Das bundesweite Veranstaltungsprogramm in der Aktionswoche „Kinder der aus Suchtfamilien“ finden Sie unter https://coa-aktionswoche.de/mitmachen/aktivitaeten

 

Hintergrundinformationen:

Die Aktionswoche Kinder aus Suchtfamilien (Abkürzung: COA: Children of Alcoholics/ Children of Addicts) zielt jedes Jahr darauf ab, die Aufmerksamkeit der medialen Öffentlichkeit und der Gesellschaft auf die Kinder aus Suchtfamilien in Deutschland zu lenken. Ziel ist es, Projekten und Initiativen die Möglichkeit zu bieten, ihre Angebote für COAs bekannt zu machen, Berufsgruppen, die mit Kindern arbeiten auf die Thematik aufmerksam zu machen und die Verantwortlichen in Bund, Ländern und Gemeinden aufzufordern, sich vermehrt für Unterstützungssettings für COAs einzusetzen und diese in die Regelversorgung aufzunehmen. Weiter Infos unter www.coa-aktionswoche.de

In Deutschland leben circa 3 Millionen Kinder mit mindestens einem suchtbelasteten Elternteil. Der Großteil davon, ca. 2,65 Millionen Kinder, lebt in einem Haushalt mit alkoholkranken Eltern, ca. 40.000 bis 60.000 Kinder haben Eltern, die illegale Substanzen konsumieren. Hinzu kommen Verhaltenssüchte, etwa die Glücksspielabhängigkeit (Quelle: Jahresbericht 2020 der Drogenbeauftragten der Bundesregierung).

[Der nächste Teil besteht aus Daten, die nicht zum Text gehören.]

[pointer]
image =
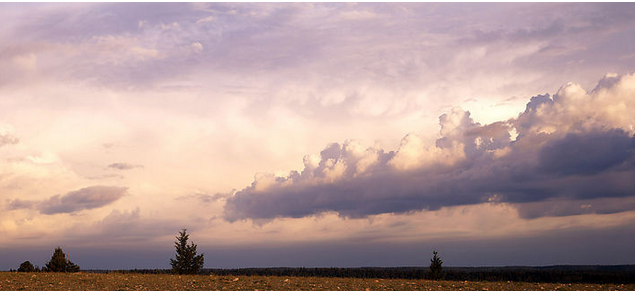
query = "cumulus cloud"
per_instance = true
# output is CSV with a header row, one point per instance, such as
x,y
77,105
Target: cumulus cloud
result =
x,y
568,151
74,201
124,166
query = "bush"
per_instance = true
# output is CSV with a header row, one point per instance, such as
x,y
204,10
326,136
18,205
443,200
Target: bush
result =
x,y
59,263
436,270
186,260
26,267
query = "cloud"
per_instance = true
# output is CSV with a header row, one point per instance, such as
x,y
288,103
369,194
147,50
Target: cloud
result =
x,y
205,198
7,139
124,166
74,201
575,148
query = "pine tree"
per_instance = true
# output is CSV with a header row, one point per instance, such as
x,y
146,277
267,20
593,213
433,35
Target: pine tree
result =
x,y
186,260
59,263
436,270
26,266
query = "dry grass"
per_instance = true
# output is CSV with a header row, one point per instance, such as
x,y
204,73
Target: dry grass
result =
x,y
87,281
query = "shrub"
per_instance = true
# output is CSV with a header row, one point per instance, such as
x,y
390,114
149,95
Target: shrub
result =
x,y
59,263
26,267
436,270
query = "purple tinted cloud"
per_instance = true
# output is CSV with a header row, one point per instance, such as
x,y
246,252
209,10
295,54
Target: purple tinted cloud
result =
x,y
573,148
74,201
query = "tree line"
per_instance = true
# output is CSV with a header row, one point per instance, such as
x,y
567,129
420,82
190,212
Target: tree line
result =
x,y
188,261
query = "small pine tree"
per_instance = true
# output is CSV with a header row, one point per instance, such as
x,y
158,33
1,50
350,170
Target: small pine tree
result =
x,y
186,260
26,266
436,268
59,263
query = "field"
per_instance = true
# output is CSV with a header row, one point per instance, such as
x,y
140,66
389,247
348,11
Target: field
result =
x,y
90,281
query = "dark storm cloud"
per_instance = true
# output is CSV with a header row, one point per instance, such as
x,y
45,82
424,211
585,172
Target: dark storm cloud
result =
x,y
562,153
124,166
586,154
74,201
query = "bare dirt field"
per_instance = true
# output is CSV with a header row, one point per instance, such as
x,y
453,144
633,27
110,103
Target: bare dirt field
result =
x,y
89,281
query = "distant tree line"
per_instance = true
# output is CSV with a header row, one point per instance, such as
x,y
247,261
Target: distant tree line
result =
x,y
624,274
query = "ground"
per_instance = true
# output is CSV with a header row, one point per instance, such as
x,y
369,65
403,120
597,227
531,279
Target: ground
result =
x,y
89,281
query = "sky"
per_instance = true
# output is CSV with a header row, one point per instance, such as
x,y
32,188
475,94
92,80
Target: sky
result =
x,y
324,134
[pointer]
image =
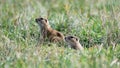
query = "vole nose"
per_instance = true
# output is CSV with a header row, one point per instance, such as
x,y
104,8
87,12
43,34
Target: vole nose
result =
x,y
36,20
41,18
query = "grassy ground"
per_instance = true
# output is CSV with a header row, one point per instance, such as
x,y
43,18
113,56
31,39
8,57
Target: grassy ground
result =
x,y
95,22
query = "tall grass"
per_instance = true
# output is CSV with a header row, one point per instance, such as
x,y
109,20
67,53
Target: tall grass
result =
x,y
95,22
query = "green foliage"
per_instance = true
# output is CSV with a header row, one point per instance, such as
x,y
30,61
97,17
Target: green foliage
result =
x,y
95,22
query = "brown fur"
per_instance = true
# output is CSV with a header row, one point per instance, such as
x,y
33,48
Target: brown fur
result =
x,y
47,32
73,42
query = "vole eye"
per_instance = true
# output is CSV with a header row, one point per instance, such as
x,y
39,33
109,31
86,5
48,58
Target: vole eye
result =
x,y
46,20
41,18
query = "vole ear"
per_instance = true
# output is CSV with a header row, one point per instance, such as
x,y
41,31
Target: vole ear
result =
x,y
59,34
46,20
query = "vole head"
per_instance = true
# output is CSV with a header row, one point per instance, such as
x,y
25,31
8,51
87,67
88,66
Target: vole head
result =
x,y
71,40
42,22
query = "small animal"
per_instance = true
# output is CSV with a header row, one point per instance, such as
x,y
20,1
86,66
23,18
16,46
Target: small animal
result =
x,y
73,42
46,32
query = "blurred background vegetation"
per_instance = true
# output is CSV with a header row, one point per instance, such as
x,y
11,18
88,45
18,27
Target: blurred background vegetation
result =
x,y
95,22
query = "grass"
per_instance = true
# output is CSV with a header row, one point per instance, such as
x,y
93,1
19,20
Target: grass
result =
x,y
95,22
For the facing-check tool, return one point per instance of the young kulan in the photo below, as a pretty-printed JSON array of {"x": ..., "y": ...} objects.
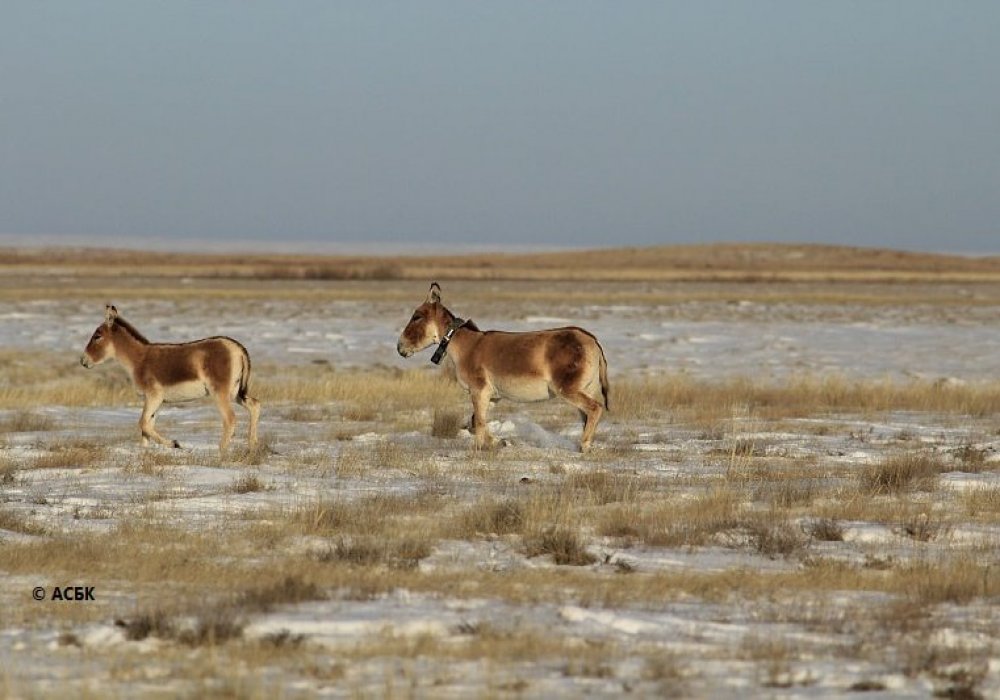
[{"x": 172, "y": 372}]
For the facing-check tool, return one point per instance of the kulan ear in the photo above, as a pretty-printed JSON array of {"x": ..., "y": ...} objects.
[{"x": 434, "y": 295}]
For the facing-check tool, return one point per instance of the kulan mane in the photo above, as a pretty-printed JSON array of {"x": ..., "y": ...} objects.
[
  {"x": 131, "y": 330},
  {"x": 470, "y": 324}
]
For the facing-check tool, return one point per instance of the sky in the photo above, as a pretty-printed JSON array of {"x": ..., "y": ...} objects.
[{"x": 243, "y": 124}]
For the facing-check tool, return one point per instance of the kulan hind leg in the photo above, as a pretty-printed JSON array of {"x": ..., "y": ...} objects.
[
  {"x": 591, "y": 412},
  {"x": 228, "y": 420},
  {"x": 147, "y": 421},
  {"x": 480, "y": 405},
  {"x": 252, "y": 406}
]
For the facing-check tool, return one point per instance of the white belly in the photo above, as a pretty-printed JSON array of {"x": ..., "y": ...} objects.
[
  {"x": 523, "y": 390},
  {"x": 186, "y": 391}
]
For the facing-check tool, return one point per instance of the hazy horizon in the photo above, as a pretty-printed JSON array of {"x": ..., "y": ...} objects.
[{"x": 449, "y": 125}]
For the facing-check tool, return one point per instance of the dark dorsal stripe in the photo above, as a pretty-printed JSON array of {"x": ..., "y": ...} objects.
[{"x": 131, "y": 330}]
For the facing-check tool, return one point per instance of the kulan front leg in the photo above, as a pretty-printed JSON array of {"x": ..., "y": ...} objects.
[{"x": 147, "y": 422}]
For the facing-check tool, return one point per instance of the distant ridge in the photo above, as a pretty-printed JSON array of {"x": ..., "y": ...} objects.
[{"x": 747, "y": 262}]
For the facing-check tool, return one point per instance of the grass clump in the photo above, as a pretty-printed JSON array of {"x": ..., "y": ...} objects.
[
  {"x": 564, "y": 544},
  {"x": 902, "y": 472}
]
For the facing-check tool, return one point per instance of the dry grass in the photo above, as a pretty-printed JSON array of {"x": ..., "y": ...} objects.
[
  {"x": 26, "y": 422},
  {"x": 743, "y": 262},
  {"x": 902, "y": 472},
  {"x": 71, "y": 455},
  {"x": 711, "y": 403}
]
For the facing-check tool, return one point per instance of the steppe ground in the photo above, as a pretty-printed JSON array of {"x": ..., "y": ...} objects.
[{"x": 796, "y": 492}]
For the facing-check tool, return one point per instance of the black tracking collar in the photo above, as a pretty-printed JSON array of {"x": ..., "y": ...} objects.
[{"x": 439, "y": 354}]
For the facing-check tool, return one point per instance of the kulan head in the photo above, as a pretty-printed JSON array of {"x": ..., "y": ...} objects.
[
  {"x": 425, "y": 326},
  {"x": 101, "y": 348}
]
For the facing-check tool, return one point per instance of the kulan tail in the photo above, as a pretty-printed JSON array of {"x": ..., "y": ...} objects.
[
  {"x": 241, "y": 393},
  {"x": 605, "y": 386}
]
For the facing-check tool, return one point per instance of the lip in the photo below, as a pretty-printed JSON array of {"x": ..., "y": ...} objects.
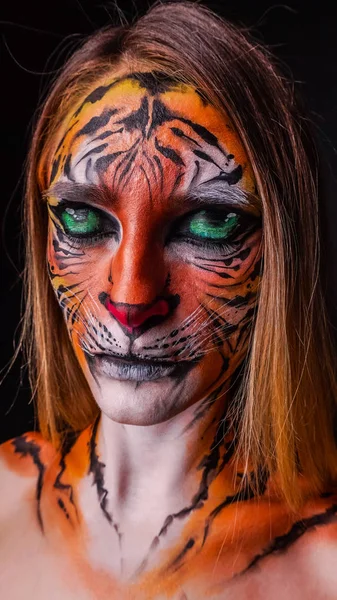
[{"x": 139, "y": 370}]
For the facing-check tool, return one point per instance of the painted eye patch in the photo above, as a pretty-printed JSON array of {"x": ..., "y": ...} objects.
[
  {"x": 214, "y": 227},
  {"x": 208, "y": 226},
  {"x": 83, "y": 222}
]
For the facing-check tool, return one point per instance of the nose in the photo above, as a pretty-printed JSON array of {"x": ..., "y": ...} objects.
[{"x": 137, "y": 318}]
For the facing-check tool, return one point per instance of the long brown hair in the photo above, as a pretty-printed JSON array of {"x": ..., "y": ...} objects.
[{"x": 287, "y": 396}]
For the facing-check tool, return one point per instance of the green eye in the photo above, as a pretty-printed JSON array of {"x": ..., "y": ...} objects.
[
  {"x": 213, "y": 227},
  {"x": 80, "y": 221}
]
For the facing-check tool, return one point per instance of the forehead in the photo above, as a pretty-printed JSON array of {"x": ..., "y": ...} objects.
[{"x": 148, "y": 118}]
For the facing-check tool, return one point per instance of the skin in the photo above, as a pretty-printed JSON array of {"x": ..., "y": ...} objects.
[{"x": 154, "y": 253}]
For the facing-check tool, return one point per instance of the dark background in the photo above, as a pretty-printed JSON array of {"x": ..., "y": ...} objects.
[{"x": 37, "y": 37}]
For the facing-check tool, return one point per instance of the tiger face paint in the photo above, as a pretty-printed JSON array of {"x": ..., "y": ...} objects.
[{"x": 154, "y": 246}]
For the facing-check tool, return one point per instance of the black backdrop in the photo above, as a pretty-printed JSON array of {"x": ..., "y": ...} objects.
[{"x": 37, "y": 38}]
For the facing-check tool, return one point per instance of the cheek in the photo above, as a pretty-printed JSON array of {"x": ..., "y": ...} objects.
[{"x": 216, "y": 281}]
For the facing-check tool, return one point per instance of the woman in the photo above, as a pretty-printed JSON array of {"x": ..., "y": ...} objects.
[{"x": 182, "y": 363}]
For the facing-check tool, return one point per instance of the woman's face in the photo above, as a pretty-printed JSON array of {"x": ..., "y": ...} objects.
[{"x": 154, "y": 246}]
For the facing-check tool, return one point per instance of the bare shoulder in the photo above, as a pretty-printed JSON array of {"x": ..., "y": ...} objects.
[
  {"x": 23, "y": 462},
  {"x": 302, "y": 561}
]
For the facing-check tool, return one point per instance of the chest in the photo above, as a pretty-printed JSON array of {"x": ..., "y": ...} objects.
[{"x": 33, "y": 566}]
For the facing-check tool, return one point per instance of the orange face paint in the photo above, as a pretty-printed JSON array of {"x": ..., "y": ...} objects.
[{"x": 154, "y": 245}]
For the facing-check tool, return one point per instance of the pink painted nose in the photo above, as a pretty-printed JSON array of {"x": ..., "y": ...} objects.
[{"x": 133, "y": 316}]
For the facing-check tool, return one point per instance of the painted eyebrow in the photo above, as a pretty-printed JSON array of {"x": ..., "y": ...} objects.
[
  {"x": 220, "y": 192},
  {"x": 210, "y": 192},
  {"x": 78, "y": 192}
]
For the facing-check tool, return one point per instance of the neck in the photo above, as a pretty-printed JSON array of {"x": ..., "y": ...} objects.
[{"x": 161, "y": 468}]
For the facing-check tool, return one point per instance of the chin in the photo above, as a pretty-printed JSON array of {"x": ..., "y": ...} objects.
[{"x": 147, "y": 396}]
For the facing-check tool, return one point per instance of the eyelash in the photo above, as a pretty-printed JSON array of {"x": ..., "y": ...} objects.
[{"x": 219, "y": 247}]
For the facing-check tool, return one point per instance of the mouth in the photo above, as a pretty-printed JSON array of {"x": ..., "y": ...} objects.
[{"x": 135, "y": 369}]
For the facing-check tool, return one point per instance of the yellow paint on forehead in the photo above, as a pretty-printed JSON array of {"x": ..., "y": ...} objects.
[{"x": 182, "y": 100}]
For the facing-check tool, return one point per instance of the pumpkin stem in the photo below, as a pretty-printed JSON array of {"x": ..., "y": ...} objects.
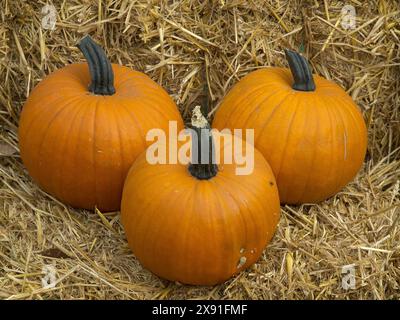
[
  {"x": 99, "y": 67},
  {"x": 202, "y": 166},
  {"x": 301, "y": 71}
]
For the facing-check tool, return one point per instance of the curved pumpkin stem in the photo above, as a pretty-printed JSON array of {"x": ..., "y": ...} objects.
[
  {"x": 99, "y": 67},
  {"x": 202, "y": 166},
  {"x": 301, "y": 71}
]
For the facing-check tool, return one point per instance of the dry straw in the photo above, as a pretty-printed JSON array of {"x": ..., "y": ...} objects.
[{"x": 171, "y": 41}]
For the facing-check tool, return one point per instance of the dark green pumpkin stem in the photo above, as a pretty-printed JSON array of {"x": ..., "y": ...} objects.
[
  {"x": 301, "y": 71},
  {"x": 203, "y": 156},
  {"x": 99, "y": 67}
]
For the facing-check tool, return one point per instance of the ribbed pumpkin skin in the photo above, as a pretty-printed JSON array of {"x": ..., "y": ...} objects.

In Baden-Württemberg tragen laut der ambulanten Suchthilfestatistik 2018 des Landes Baden-Württemberg 24,3 Prozent der Klient*innen mit einer Suchtdiagnose als Eltern Verantwortung für minderjährige Kinder. Gleichzeitig leben jedoch nur 15,1 Prozent dieser Kinder bei den Eltern im Haushalt. Als Gründe sind vor allem Trennungen von den (Ehe-)Partnern zu vermuten. So leben nur 44,2 Prozent aller Klient*innen mit einer Suchtstörung und Elternverantwortung in einer Partnerschaft. Da auch in Baden-Württemberg nur ein Teil der suchtkranken Menschen Hilfe in den Beratungs- und Behandlungsangeboten sucht, ist es schwierig diese Eltern und deren Kindern mit Hilfestellungen zu erreichen. Es braucht daher eine Kultur des „Hinschauens“ in allen Bereichen des sozialen Umfelds von Familien mit Kindern: Kita, Schule, Kinderärzte usw., um auf Anzeichen einer familiären Suchtbelastung zu reagieren und nicht “darüber hinwegzusehen“.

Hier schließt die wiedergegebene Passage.